Both the pyramids and Petra were here long before I arrived, and I imagine will be here long after I have gone; but the time we have with the people we love is finite.  Christians believe in heaven and the eternity of our soul; it is a wonderful belief and I could hardly imagine being able to endure the pain of death without the hope of resurrection – nevertheless, what do we do with the time we are given on earth? 

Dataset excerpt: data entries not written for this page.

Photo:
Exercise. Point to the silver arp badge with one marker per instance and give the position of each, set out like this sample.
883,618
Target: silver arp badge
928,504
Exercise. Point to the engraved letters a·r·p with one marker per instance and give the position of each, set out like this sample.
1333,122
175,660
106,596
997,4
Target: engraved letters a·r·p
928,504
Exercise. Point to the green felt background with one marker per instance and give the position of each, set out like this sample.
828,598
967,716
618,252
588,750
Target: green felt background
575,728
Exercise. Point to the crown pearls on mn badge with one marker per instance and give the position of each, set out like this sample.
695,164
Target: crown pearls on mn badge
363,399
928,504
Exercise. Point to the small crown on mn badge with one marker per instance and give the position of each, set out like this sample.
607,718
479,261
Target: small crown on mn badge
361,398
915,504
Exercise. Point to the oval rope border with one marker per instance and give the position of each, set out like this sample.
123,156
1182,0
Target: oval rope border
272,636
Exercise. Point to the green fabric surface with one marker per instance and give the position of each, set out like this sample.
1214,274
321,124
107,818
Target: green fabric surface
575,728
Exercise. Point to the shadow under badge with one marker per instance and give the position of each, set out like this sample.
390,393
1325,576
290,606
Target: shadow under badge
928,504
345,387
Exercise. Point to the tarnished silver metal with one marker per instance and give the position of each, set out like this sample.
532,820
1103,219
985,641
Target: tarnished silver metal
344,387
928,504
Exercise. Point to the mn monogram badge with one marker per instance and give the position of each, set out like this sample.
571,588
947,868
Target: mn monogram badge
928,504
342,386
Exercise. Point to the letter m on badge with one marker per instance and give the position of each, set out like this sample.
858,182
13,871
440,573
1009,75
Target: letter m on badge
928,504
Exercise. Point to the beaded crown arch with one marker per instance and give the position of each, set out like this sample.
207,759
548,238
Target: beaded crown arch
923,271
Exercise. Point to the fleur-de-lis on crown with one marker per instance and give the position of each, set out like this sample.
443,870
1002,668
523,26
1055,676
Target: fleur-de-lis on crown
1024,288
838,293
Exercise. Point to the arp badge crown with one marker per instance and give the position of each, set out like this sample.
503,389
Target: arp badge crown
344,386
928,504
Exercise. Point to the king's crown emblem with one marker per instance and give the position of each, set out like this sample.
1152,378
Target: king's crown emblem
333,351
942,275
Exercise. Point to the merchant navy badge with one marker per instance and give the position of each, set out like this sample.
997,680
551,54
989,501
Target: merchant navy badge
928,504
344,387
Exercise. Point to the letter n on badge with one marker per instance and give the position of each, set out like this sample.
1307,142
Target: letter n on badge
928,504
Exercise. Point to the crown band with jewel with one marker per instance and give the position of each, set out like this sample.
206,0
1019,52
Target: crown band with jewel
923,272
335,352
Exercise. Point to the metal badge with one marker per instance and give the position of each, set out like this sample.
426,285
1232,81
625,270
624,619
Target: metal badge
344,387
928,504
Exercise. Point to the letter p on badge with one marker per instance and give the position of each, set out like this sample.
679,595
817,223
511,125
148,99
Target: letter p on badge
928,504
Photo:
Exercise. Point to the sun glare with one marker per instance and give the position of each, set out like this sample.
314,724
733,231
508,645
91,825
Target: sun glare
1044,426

I so wish I had traveled in the Levant and North Africa in the 1930’s dressed in white gauze, with a large straw hat.  I know, evil colonialism, but I have read too many books and seen too many movies to not long for the romanticism of that by gone era.  However, my life is now in the 21st century, and I did not make it to the pyramids and Petra; though I did find someone to share my life with, someone with whom I may yet venture to the pyramids and Petra, or maybe the Great Wall of China.  Will it matter if I never see any of those places?

Ah, the conundrum of the mid-life crisis.  The trades we have made to survive and hopefully thrive.  The compromise of shelter verses freedom, money verses time, fitting in verses individuality, honesty verses simplicity, and dreams verses reality.  What a bad idea taking stock seems to be – more questions than answers. 

But the other night, as I lay in bed, with the fans buzzing, and a Michael Bublé CD playing, I realized that I was listening to contemporary music (I know he is singing songs from the 1940’s, but at least I am listening to him and not Dean Martin); and reading a book written in the 21st Century.  Perhaps there is hope for me in this century, and with my mid-life crisis.  Perhaps I should simply buy a purple bathing suit to match my legs and head to the pool, hoping Kate will join me in a bit.  We can play Marco Polo, which we still do play, and reminisce about all of the adventures we have shared thus far and maybe plan a new one or two.  That is all for now.